As Kingston was burning, General George Clinton ordered Taylor to be hanged “when the troops are paraded and before they march tomorrow morning." But the hanging was delayed until the next day, October 18, possibly because the whole town was busy taking care of Kingston's refugees. Burgoyne surrendered that same day, so the whole epi­sode left Taylor the victim of one of war­time's quirks of fate.

Taylor most likely wasn't a spy but a mes­senger carrying a short innocuous note from General Henry Clinton to fellow General Burgoyne at Saratoga. The message was stuffed into a small silver capsule, and when captured, Taylor swallowed the ball which was recovered after he was given an emetic. The capsule is now prominently displayed at Fort Ticonderoga.

General Henry Clinton's message to Burgoyne, dated October 8, 1777 came from Fort Montgomery.

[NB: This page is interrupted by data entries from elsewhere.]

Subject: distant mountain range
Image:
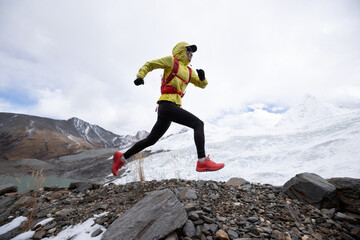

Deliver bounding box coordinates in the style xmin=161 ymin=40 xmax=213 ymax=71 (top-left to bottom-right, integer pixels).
xmin=0 ymin=112 xmax=148 ymax=160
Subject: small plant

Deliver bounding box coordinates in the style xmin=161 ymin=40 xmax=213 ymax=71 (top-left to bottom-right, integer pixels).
xmin=32 ymin=168 xmax=45 ymax=191
xmin=25 ymin=168 xmax=45 ymax=230
xmin=135 ymin=153 xmax=145 ymax=182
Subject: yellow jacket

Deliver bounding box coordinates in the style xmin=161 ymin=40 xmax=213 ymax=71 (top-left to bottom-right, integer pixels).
xmin=136 ymin=42 xmax=208 ymax=106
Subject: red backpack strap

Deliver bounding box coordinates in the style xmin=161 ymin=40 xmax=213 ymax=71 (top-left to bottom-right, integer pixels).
xmin=164 ymin=57 xmax=179 ymax=85
xmin=187 ymin=66 xmax=192 ymax=85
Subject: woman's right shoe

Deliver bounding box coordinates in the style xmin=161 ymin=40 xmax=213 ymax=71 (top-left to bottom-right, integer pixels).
xmin=196 ymin=155 xmax=224 ymax=172
xmin=112 ymin=151 xmax=125 ymax=176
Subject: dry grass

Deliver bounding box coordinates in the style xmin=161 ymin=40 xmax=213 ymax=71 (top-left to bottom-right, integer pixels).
xmin=25 ymin=168 xmax=45 ymax=230
xmin=135 ymin=153 xmax=145 ymax=182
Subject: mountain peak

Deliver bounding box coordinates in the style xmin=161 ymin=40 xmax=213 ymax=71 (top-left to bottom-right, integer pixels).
xmin=0 ymin=112 xmax=141 ymax=160
xmin=276 ymin=94 xmax=341 ymax=129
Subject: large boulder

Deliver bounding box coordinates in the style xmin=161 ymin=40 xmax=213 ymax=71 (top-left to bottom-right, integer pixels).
xmin=328 ymin=177 xmax=360 ymax=214
xmin=101 ymin=188 xmax=188 ymax=240
xmin=282 ymin=172 xmax=336 ymax=208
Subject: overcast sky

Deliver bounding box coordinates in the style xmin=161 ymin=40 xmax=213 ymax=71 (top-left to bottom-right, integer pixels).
xmin=1 ymin=0 xmax=359 ymax=135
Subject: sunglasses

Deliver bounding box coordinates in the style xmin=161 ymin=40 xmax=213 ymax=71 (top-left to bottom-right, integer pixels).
xmin=186 ymin=46 xmax=195 ymax=53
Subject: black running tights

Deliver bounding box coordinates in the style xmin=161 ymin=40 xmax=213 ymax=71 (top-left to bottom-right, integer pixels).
xmin=123 ymin=101 xmax=205 ymax=159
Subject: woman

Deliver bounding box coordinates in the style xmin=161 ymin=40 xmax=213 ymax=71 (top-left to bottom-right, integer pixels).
xmin=112 ymin=42 xmax=224 ymax=176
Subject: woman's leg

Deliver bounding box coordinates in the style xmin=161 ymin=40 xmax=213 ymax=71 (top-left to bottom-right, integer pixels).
xmin=159 ymin=101 xmax=206 ymax=158
xmin=123 ymin=112 xmax=171 ymax=159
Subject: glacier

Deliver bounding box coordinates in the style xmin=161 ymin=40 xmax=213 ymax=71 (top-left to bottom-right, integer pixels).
xmin=110 ymin=95 xmax=360 ymax=186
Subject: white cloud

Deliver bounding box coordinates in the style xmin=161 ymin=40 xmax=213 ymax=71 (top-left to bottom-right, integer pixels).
xmin=0 ymin=0 xmax=360 ymax=134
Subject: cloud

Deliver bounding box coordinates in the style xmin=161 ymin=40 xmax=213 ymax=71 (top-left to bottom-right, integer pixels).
xmin=0 ymin=0 xmax=360 ymax=134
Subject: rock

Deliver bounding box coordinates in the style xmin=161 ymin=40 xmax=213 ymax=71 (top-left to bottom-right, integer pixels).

“Nous y voici and nothing now between us but Gates. I sincerely hope this little success of ours may facilitate your operations. In answer to your letter of the 28th of September by C.C. I shall only say, I cannot presume to order or even advise, for obvious reasons. I heartily wish you success."

The attempt by General Burgoyne and Gen­eral Henry Clinton to split the colonies in two by taking control of the Hudson River Valley ended with Burgoyne's defeat at Saratoga, the momentous "turning point of the Revolution." The story of Hurley's Spy House is now a foot­note in that history as is Lieutenant Daniel Taylor, of Captain Stewart's Company, 9th Regiment, British Army. As for the pleasant little greeting, and chit-chat from Clinton to Burgoyne. it was hardly worth the final cost.